Inediti, segreti, misfatti e testimonianze di chi c’era sul fronte di guerra. È questo il quid novi del tuo lavoro?

«Direi di si. La storia è una cronaca di due, dieci, cento anni fa. È fatta da piccoli episodi che illuminano un evento più grande. Trattare la storia dall’alto è come trattarla da lontano: è la prospettiva della riflessione che fa la differenza. I generali guardano la guerra da lontano, dai binocoli; scrivono migliaia di pagine sulle proprie ragioni, per giustificare le proprie scelte e testardaggini.

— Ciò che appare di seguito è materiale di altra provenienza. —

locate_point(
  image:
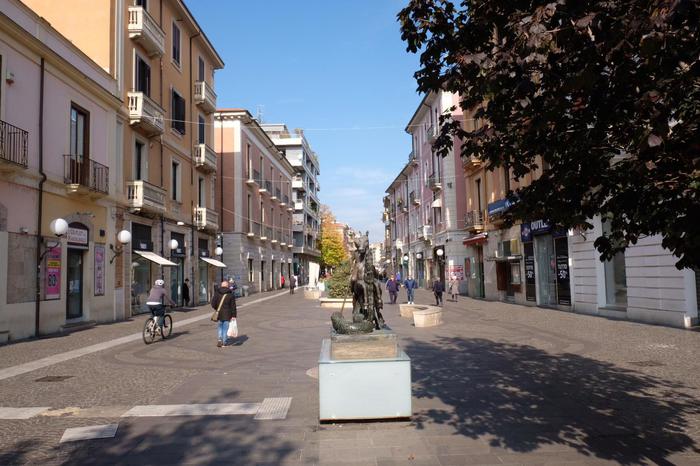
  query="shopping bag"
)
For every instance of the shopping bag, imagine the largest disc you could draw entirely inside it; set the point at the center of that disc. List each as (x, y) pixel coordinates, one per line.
(232, 329)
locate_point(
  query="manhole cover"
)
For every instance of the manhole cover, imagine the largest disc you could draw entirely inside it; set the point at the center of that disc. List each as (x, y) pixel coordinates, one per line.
(647, 363)
(54, 378)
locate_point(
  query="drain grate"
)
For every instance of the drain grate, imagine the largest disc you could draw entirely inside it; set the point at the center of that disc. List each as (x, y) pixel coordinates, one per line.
(647, 363)
(54, 378)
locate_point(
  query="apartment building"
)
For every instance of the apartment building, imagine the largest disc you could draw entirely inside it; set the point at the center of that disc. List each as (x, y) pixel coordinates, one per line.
(305, 188)
(538, 263)
(58, 117)
(256, 203)
(164, 66)
(425, 201)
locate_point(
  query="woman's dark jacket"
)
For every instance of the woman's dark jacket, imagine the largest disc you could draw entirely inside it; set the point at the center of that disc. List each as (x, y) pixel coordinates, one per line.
(228, 310)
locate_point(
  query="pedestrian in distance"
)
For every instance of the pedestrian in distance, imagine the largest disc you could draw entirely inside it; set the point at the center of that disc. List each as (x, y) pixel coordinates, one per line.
(155, 301)
(186, 292)
(392, 286)
(453, 287)
(438, 289)
(225, 302)
(410, 285)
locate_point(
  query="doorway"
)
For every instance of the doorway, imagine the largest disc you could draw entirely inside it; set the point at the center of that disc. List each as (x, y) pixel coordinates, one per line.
(74, 301)
(546, 270)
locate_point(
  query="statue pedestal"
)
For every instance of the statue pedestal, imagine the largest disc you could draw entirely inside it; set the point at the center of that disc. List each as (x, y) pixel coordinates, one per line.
(363, 377)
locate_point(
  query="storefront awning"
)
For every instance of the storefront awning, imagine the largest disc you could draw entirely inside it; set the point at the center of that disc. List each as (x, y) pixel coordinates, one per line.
(476, 239)
(153, 257)
(214, 262)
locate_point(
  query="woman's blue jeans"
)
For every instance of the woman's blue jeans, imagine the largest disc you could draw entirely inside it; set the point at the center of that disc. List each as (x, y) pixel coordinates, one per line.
(223, 329)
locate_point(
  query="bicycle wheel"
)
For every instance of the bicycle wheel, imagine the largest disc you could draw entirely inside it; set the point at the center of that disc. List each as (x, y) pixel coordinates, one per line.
(168, 328)
(149, 331)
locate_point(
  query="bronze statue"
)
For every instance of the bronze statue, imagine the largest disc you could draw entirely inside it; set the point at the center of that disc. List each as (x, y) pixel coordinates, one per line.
(366, 293)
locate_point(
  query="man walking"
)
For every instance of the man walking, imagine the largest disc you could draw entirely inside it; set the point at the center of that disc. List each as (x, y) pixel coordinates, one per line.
(410, 285)
(438, 289)
(392, 287)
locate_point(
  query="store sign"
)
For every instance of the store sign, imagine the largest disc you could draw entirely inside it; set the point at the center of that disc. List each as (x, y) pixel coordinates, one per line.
(561, 250)
(99, 270)
(530, 290)
(53, 273)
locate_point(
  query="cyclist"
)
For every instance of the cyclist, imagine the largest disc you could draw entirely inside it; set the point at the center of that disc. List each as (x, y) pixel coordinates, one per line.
(155, 301)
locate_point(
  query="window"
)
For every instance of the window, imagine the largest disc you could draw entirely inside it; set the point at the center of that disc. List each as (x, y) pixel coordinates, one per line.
(177, 110)
(615, 276)
(202, 129)
(78, 132)
(201, 69)
(142, 80)
(200, 192)
(175, 181)
(140, 158)
(176, 44)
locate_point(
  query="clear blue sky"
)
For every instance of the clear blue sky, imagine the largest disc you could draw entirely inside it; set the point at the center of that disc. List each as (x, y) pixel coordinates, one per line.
(336, 68)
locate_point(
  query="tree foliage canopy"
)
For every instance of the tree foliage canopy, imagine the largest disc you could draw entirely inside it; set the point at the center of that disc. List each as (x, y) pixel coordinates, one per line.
(606, 92)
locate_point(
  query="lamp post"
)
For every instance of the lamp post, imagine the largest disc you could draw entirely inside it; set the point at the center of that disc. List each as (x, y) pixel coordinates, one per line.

Ma è il soldato a darti la dimensione più vera, a renderti l’idea della marcia e l’odore del sangue, costretto poi a fermare il racconto perché la carta è poca e deve dosarla per scrivere a chi lo aspetta a casa. È questa microstoria a fare la Storia. Se la si esclude a priori, si crea una storia parziale, artificiosa, bugiarda».